- Origin: Kells, County Kilkenny, Ireland^{[citation needed]}
- Genres: Choral
- Occupation: Conductor

= Bernie Sherlock =

Bernie Sherlock is an Irish choral conductor, adjudicator, teacher, and lecturer in music.

== Biography ==

Bernie Sherlock is an Irish conductor of choral music who is conductor of the multi-award-winning chamber choir New Dublin Voices which she founded in 2005, and of the Culwick Choral Society.

She received her training in choral conducting from Ildikó Herboly Kocsár and Peter Erdei during two years of study in Hungary. She subsequently continued her studies with Gerhard Markson and earned a Masters in Conducting from NUI Maynooth. Sherlock has extensive experience directing a wide range of choirs. She was for ten years the Choral Director at the Dublin Institute of Technology Conservatory of Music & Drama, during which time she led the DIT Chamber Choir to numerous first prizes at the Cork International Choral Festival and at Dublin Feis Ceoil. Under Sherlock's direction the Chamber Choir was the Conservatory's first ensemble to record a CD when Carols for Christmas was released to great acclaim in December 2000. She also conducted the larger DIT Choral Society in performances of the mainstream oratorio repertoire. In 2007, she was appointed Musical Director of the Culwick Choral Society in 2007, the oldest choir of its type in Ireland, with which she continues to explore the major repertoire for large choir.
Her choir New Dublin Voices has established itself as one of Ireland's leading chamber choirs since its formation in 2005. Known for its television, radio and recording work, and for its innovative concert programming, New Dublin Voices is also prominent on the international competition circuit with invitations to prestigious festivals in France, Switzerland, Spain, and the US, as well as major prizes from competitions in France, Germany, Hungary, Finland and Italy, including the Grand Prix at the 2009 Budapest International Choir Competition where Sherlock was also awarded the prize for best conductor. New Dublin Voices was awarded 1st prize in the 2015 Fleischmann International Competition at the Cork International Choral Festival where Sherlock also won the International Jury Award. New Dublin Voices was the 2010 winner of the RTE lyric fm Choirs for Christmas Competition and a multiple prize-winner at the 2011 International Choir Contest of Flanders-Maasmechelen (Belgium).

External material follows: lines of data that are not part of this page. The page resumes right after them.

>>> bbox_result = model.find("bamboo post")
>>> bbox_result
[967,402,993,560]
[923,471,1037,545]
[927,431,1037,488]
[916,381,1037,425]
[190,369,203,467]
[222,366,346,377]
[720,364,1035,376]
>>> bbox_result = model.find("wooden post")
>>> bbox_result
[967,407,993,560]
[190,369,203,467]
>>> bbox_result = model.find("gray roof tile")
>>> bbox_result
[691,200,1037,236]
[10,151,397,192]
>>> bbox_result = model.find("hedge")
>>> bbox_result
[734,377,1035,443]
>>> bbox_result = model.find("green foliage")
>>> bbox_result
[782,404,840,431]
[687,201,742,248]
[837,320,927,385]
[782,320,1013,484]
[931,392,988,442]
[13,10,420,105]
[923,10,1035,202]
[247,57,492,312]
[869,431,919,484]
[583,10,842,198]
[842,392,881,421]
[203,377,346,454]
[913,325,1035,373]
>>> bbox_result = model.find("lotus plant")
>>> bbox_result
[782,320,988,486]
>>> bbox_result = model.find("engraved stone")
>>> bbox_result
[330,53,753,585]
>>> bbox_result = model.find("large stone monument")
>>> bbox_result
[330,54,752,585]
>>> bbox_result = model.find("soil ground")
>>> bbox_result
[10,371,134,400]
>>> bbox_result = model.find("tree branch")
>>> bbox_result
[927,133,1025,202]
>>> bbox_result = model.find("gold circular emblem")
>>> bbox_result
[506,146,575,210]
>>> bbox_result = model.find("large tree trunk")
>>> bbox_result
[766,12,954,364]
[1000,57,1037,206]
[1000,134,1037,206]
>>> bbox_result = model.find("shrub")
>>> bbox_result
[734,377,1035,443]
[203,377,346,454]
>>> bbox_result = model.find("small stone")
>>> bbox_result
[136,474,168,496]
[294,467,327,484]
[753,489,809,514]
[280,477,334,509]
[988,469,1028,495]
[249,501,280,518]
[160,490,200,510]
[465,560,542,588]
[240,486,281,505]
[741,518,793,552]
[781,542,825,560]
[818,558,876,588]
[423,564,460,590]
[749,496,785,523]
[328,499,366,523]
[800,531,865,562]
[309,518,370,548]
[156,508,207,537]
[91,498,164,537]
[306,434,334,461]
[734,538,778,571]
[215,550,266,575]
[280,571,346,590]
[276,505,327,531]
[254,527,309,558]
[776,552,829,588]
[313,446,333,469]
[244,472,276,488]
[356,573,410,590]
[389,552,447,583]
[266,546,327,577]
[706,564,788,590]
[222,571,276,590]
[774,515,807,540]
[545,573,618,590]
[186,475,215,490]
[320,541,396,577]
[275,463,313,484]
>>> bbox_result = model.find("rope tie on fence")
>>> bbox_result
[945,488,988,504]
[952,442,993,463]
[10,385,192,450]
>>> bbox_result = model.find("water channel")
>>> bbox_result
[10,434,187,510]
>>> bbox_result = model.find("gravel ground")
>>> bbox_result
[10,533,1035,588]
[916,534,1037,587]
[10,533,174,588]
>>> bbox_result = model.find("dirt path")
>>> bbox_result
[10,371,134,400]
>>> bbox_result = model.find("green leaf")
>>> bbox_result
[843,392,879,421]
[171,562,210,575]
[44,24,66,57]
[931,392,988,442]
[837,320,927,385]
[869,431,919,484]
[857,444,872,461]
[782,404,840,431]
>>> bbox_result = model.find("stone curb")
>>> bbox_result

Sherlock is a lecturer in Music at the Dublin Institute of Technology Conservatory of Music and Drama. She also lectured for many years in the School of Music, Trinity College, Dublin, where she was conductor of the Dublin University Choral Society from 1999 until 2008. Under her direction the choir released its first CD, a recording of Under No Circumstances by the late Brian Boydell.
Sherlock has an international profile as an adjudicator, choral animateur, teacher of conducting and aural training and she has won several international prizes for her conducting and interpretation. She is Artistic Director of Educational Programmes for the Association of Irish Choirs including the annual Conducting Summer School, and is the Irish representative on the World Choir Council.

== New Dublin Voices ==
Sherlock founded New Dublin Voices, an international award-winning chamber choir based in Dublin, in October 2005.

== Other Choirs ==

===D.I.T. Chamber Choir===

The DIT Chamber Choir comprises full-time Conservatory music students and performs a diverse repertoire ranging from 16th-century madrigals to contemporary music.

Under the directorship of Sherlock from 1995 to 2005, the choir established itself on the competition circuit, twice winning first prize in the Cork International Choral Festival Chamber Choir Competition. The choir also won the festival's Perpetual Trophy for single best performance of an individual work (2004), the Perpetual Trophy for the Performance of Irish Contemporary Choral Music (2003), and the Philib Uí Laoghaire Trophy for excellence in the performance of a part-song in Irish (2002). The choir also won the Feis Ceoil Culwick Cup for best chamber choir on six occasions since 1996, and released its first CD, Carols for Christmas, to great acclaim in December 2000.

===University of Dublin Choral Society===

Sherlock is a lecturer in Music in the DIT Conservatory and an honours music graduate of Trinity College, Dublin, where she lectured in the School of Music and was conductor of the University of Dublin Choral Society from 1999 to April 2008. She was just the tenth conductor of this 170-year-old choir. Sherlock and the UDCS released their first CD, the late Brian Boydell's Under No Circumstances, composed in honour of the choir's 150th anniversary in 1987. In April 2006 Sherlock was the first conductor to bring the UDCS to the National Concert Hall where it performed to a full house. The choir returned to the National Concert Hall with Carmina Burana in April 2007 and again sold out. On 31 March 2008 Sherlock conducted her final concert with the UDCS in the National Concert Hall, Dublin: a performance of Brahms' Ein Deutsches Requiem/A German Requiem, and Bernstein's Chichester Psalms.